Re: SELECT DISTINCT chooses parallel seqscan instead of indexscan on huge table with 1000 partitions

From: David Rowley <dgrowleyml(at)gmail(dot)com>
To: Dimitrios Apostolou <jimis(at)gmx(dot)net>
Cc: Tom Lane <tgl(at)sss(dot)pgh(dot)pa(dot)us>, pgsql-general(at)lists(dot)postgresql(dot)org
Subject: Re: SELECT DISTINCT chooses parallel seqscan instead of indexscan on huge table with 1000 partitions
Date: 2024-05-11 01:35:44
Message-ID: CAApHDvrtTKfh7HgAyXBd3KN0s-jxiHzW7sWdm-sFEjP6fGPCkg@mail.gmail.com
Views: Raw Message | Whole Thread | Download mbox | Resend email
Thread:
Lists: pgsql-general

On Sat, 11 May 2024 at 13:11, Dimitrios Apostolou <jimis(at)gmx(dot)net> wrote:
> Indeed that's an awful estimate, the table has more than 1M of unique
> values in that column. Looking into pg_stat_user_tables, I can't see the
> partitions having been vacuum'd or analyzed at all. I think they should
> have been auto-analyzed, since they get a ton of INSERTs
> (no deletes/updates though) and I have the default autovacuum settings.
> Could it be that autovacuum starts, but never
> finishes? I can't find something in the logs.

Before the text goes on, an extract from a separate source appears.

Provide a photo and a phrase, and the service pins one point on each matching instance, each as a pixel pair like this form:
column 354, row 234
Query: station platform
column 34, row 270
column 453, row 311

It's not the partitions getting analyzed you need to worry about for
an ndistinct estimate on the partitioned table. It's auto-analyze or
ANALYZE on the partitioned table itself that you should care about.

If you look at [1], it says "Tuples changed in partitions and
inheritance children do not trigger analyze on the parent table."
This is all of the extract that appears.